Many of our older business models are not working any more. Anecdote reports that John Kotter, leadership guru, is accepting that methods like his 8-step process for leading change may not be effective in the face of complexity.
The majority of the [HBR Paywall] article is focussed on a ‘new’ concept Kotter calls ‘Strategic Accelerators’. In effect, he is talking about using Communities of Practice/collaborative networks to tap into the power and agility of the informal capabilities of an organisation. The network of strategic accelerators complements the formal systems; it does not replace them. Collaborative networks are not a new concept, but Kotter’s application of them to the arena of strategy is very insightful.
I have been discussing the potential of communities of practice in fostering innovation for some time here. In my last post I wrote that in an increasingly complex workplace, many of the old models are no longer useful, referring more specifically to workplace learning. The same is happening to our models for management and “change management”, as if we could manage change in the first place. Complexity, driven by global networked communications, is the main factor.
High value work today is in addressing complexity, whether it be in the market, society, or the environment. This requires learning, sharing, innovating and engaging. Organizations that promote awareness, transparency and openness through appropriate ways to coordinate, collaborate and cooperate have a better chance of understanding complexity. Joachim Stroh describes this in his fractal image below.
The coherent organization is our way of creating a framework to look at organizational performance. It is based on the fact that governance, work, and learning models are moving from centralized control to network-centric foundations. For instance, coalition governments are increasing in frequency, businesses are organizing in value networks, and collaborative & connected learning is becoming widespread. A coherent organization framework ensures that collaboration (working for a common objective) and cooperation (sharing freely) flow both ways. Systems, such as enterprise social network tools, can assist “net work” practices like the narration of work and personal knowledge management.
So while change cannot be managed, per se, organizations can be structured in ways to be more resilient to change.

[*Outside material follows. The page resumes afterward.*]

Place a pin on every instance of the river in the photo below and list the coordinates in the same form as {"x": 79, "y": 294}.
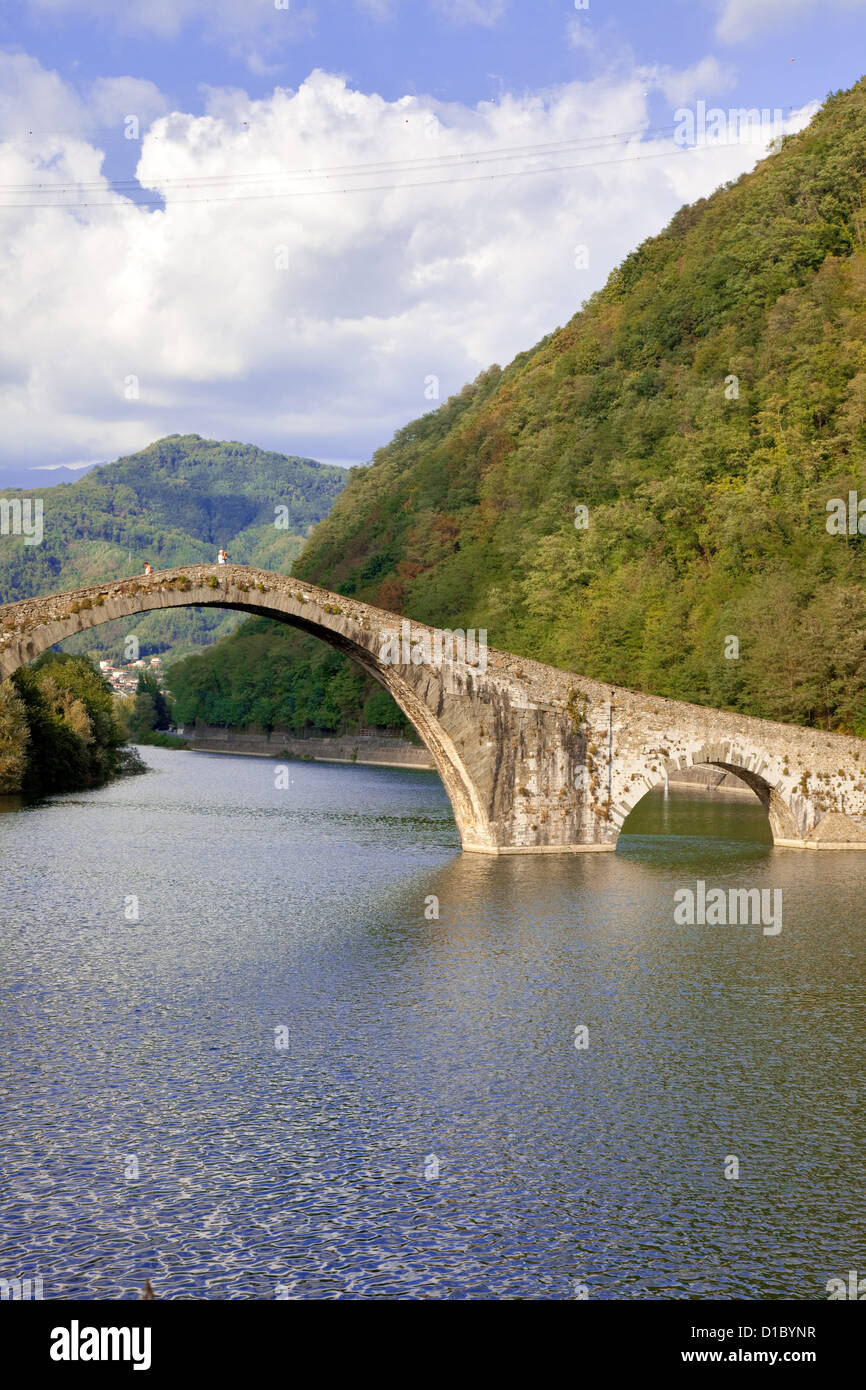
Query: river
{"x": 241, "y": 1058}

Kotter suggests a second operating system:
The existing structures and processes that together form an organization’s operating system need an additional element to address the challenges produced by mounting complexity and rapid change. The solution is a second operating system, devoted to the design and implementation of strategy, that uses an agile, networklike structure and a very different set of processes. The new operating system continually assesses the business, the industry, and the organization, and reacts with greater agility, speed, and creativity than the existing one. It complements rather than overburdens the traditional hierarchy, thus freeing the latter to do what it’s optimized to do. It actually makes enterprises easier to run and accelerates strategic change. This is not an “either or” idea. It’s “both and.” I’m proposing two systems that operate in concert.
I would strongly suggest instead that organizations need to get the first operating system correct so that they do not need a second one. A coherent organization is structured to take advantage of the complexity and noisiness of social networks, allowing information to flow as freely as possible, and affording workers the space to make sense of it and share their experiences and knowledge. The underlying concept of a coherent organization is that organizations and their people are members of many different types of networks, for example, communities of practice, the company social network, and close-knit collaborative work teams. A coherent organization requires a single unifying framework, not two operating systems.